Sorti en 2002, le projet visualo-sonore Crooked : The Movie & The Soundtrack disposait de deux atouts majeurs pour que l’on en espère beaucoup : un concept pour le moins attrayant et innovant, et surtout un casting regroupant une partie de la crème de l’underground New-Yorkais. Tout cela sous l’égide d’un Spectre passé maître dans l’art de conduire des projets où musique et thérapie convergent là où sont directement branché ses machines : les tréfonds les plus sombres du cerveau de chacun. L’idée de donner un double rôle de téléspectateur/auditeur au récepteur que nous sommes était elle aussi séduisante, le CD servant de B.O à un film DVD de deux heures relatant les frasques d’acteurs (jouant leur propre rôle) tels que Sensational, Prince Paul, MC Paul Barman ou encore les membres de feu Anti-pop Consortium. Si il semble que cet album hybride ait trouvé son public sans grande difficulté, il serait risqué d’en dire autant de The original score, complément des titres illustrant le film et non présent sur la B.O originelle.

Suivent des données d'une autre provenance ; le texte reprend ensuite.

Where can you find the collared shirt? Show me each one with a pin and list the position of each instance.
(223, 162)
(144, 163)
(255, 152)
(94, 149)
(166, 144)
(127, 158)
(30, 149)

Autant le dire tout de suite cet album, en plus d’être décevant, est ennuyeux. La liste des protagonistes avait pourtant de quoi laisser présager du meilleur : Sensational (bien que davantage doué pour les rimes enfumées que pour les beats), Mentol Nomad, Prince charming, et Spectre bien sûr (présent sur sept titres), producteur le plus chevronné de cette macabre cohorte. Ce casting de choix avait de quoi laisser augurer d’un disque instrumental d’une noirceur abyssale, caverneux et duquel on n’aurait su sortir indemne à son écoute. D’une certaine manière, on n’en sort pas indemne. Mais c’est la déception et l’affliction qui prévalent. La quasi totalité des vingt-trois productions est d’une pauvreté affligeante. D’une simplicité infantile. Comment ne pas en convenir à l’écoute des interminables et minimalistes ‘Yae yo’ ou ‘Put the money in the bag’ d’un Spectre méconnaissable, alors même que son classique ‘Psychic Wars’ était en pleine gestation. Avec le recul, il nous renvoie aux pires moments d’un ‘Parts Unknown’ déjà bien mitigé. Dans l’ensemble, quelques idées émergent bien de ce marasme, mais sont aussitôt noyées dans l’insuffisance des éléments qu’elles accompagnent. Aucun morceau ou presque ne semble abouti, pas même au niveau du mix (exception faite pour ‘Third eye dub’), ce qui aurait au moins eu le mérite de faire illusion. Les beats sont d’une fadeur déprimante, sans âme, et semblent avoir été composés en quelques minutes seulement. Pour l’essentiel ils reposent sur un schéma unique, sans variation, où la boucle se contente de tourner, encore et encore, jusqu’à ce qu’on se décide à passer au morceau suivant. Les seules exceptions reviennent au ‘Zen’s theme’ (fortement estampillé DJ Krush) de Bill Laswell, au ‘Psychotropical heatwave’ de Prince charming et au dernier titre, seul et unique à être rappé, ‘Third degree burn’. Lorsqu’il produit pour Sensational, Spectre nous avait certes déjà habitué a des instrus dépouillés, minimalistes, mais la nonchalance du MC de Brooklyn équilibrait le tout et constituait un complément unique, où un équilibre fragile subsistait et faisait la force des morceaux. Ici, les sons donnent l’impression de se perdre dans le vide, de tomber, et d’attendre vainement une voix qui viendrait se poser dessus, pour éviter qu’elles ne deviennent tout simplement inutiles.
Skiz Fernando avait initialement fondé Wordsound pour favoriser la création libre et indépendante dans le but d’inciter à l’expérimentation, loin des considérations mercantiles habituelles (dixit le livret). Contrat rempli, peu de disques instrumentaux, même réalisés en peu de temps et se voulant résolument sombre et cathartique, peuvent se targuer de sonner de manière aussi creuse et soporifique. Il voulait donner une leçon d’underground aux principaux acteurs de ce ‘mouvement’, c’est un euphémisme de dire que son argument ne sera pas recevable. Il est des fois où l’on s’interroge beaucoup, trop. Et il est des fois où l’on espère se tromper et n’avoir rien compris.